The cynical expression leached from his face. Eyes fully open, he stared at her.

‘All this concern, the pallor in your face, your agitation, your change of mind regarding our arrangement, it all stems from a desire to protect my reputation?’

‘Yes. You see...’

He flung back his head and laughed.

She firmed her mouth and turned her head away. The headache, which had been building all day, was now making her entire skull feel too tight. She wanted to go home.

‘No, now, Miss Gibson, please do not take offence,’ he said. ‘It is just that my reputation is already so blackened, that the notion of anyone trying to defend it is beyond priceless.’

‘Yes. I quite see,’ she said, getting unsteadily to her feet. ‘If you will excuse me, Lord Deben, I shall remove my quite-unnecessary presence from your vicinity, your life, and no doubt within a very short space of time, your memory...’

He leapt to his feet and seized her wrist, all traces of humour vanished. ‘Your presence in my life is far from unnecessary. You may not believe it, Miss Gibson, but...’

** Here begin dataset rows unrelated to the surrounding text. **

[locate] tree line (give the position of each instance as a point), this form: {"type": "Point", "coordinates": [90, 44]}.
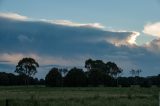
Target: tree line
{"type": "Point", "coordinates": [98, 73]}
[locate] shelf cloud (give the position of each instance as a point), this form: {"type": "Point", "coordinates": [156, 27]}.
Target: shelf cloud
{"type": "Point", "coordinates": [67, 43]}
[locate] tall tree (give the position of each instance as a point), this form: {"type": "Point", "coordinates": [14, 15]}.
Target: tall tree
{"type": "Point", "coordinates": [27, 67]}
{"type": "Point", "coordinates": [53, 78]}
{"type": "Point", "coordinates": [75, 78]}
{"type": "Point", "coordinates": [113, 70]}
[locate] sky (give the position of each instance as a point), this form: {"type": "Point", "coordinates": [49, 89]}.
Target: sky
{"type": "Point", "coordinates": [66, 33]}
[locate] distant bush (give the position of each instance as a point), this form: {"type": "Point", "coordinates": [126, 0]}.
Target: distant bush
{"type": "Point", "coordinates": [53, 78]}
{"type": "Point", "coordinates": [75, 78]}
{"type": "Point", "coordinates": [146, 83]}
{"type": "Point", "coordinates": [124, 82]}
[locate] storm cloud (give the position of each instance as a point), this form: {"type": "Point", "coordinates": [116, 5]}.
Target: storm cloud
{"type": "Point", "coordinates": [70, 44]}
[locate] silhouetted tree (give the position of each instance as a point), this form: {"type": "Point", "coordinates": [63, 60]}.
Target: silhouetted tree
{"type": "Point", "coordinates": [27, 66]}
{"type": "Point", "coordinates": [4, 80]}
{"type": "Point", "coordinates": [75, 77]}
{"type": "Point", "coordinates": [53, 78]}
{"type": "Point", "coordinates": [113, 69]}
{"type": "Point", "coordinates": [96, 77]}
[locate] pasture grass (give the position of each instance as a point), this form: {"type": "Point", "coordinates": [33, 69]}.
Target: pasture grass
{"type": "Point", "coordinates": [78, 96]}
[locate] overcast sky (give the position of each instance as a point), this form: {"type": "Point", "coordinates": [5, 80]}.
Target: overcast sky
{"type": "Point", "coordinates": [67, 32]}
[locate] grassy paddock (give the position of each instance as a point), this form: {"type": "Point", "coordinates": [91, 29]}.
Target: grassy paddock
{"type": "Point", "coordinates": [86, 96]}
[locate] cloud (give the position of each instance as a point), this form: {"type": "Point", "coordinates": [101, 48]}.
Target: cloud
{"type": "Point", "coordinates": [68, 43]}
{"type": "Point", "coordinates": [74, 24]}
{"type": "Point", "coordinates": [152, 29]}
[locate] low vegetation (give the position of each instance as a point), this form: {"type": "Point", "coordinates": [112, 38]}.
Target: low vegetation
{"type": "Point", "coordinates": [79, 96]}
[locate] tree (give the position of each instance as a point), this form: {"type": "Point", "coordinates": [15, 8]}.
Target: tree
{"type": "Point", "coordinates": [96, 77]}
{"type": "Point", "coordinates": [75, 78]}
{"type": "Point", "coordinates": [113, 70]}
{"type": "Point", "coordinates": [27, 67]}
{"type": "Point", "coordinates": [53, 78]}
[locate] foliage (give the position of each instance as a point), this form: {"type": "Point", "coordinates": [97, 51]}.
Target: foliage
{"type": "Point", "coordinates": [53, 78]}
{"type": "Point", "coordinates": [75, 78]}
{"type": "Point", "coordinates": [27, 66]}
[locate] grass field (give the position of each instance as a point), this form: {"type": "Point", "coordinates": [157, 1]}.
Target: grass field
{"type": "Point", "coordinates": [87, 96]}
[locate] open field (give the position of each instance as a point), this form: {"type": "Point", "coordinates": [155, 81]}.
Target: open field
{"type": "Point", "coordinates": [87, 96]}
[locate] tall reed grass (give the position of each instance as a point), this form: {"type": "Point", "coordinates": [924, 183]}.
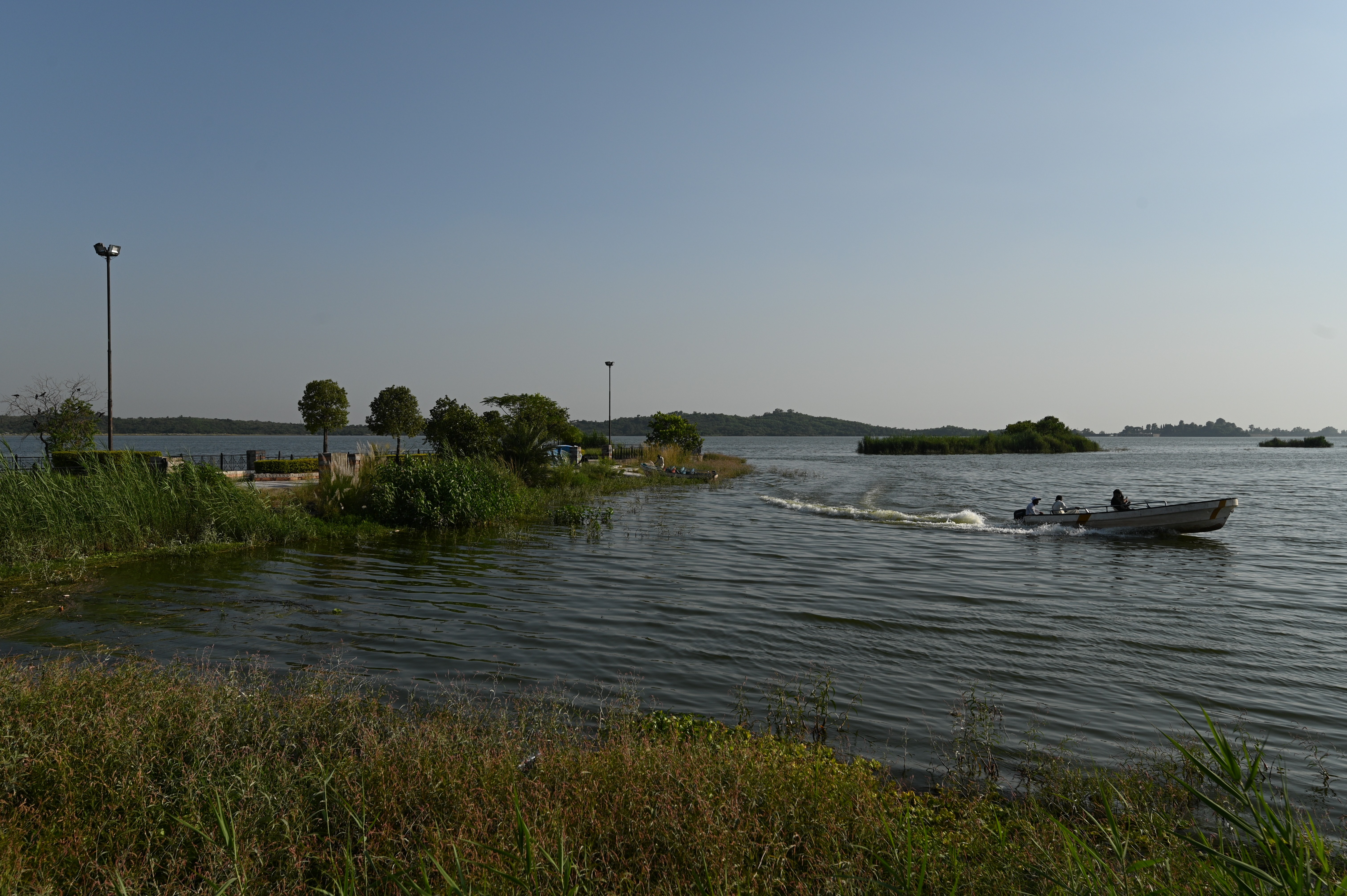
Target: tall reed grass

But how was he to finish that sentence? She’d never been further from being receptive to a declaration. He’d given her the perfect opportunity to tell him if she was softening towards him and she’d said he was being absurd. If he told her that he only wished to stop the charade because he wanted them to have a real relationship, that in fact he wanted to marry her, in the mood she was in, she’d turn him down flat.

Well, he wasn’t going to give her the chance to humiliate him with a refusal. No woman would bring him to his knees. He had his own methods of getting what he wanted, which would be much more effective than making a formal proposal.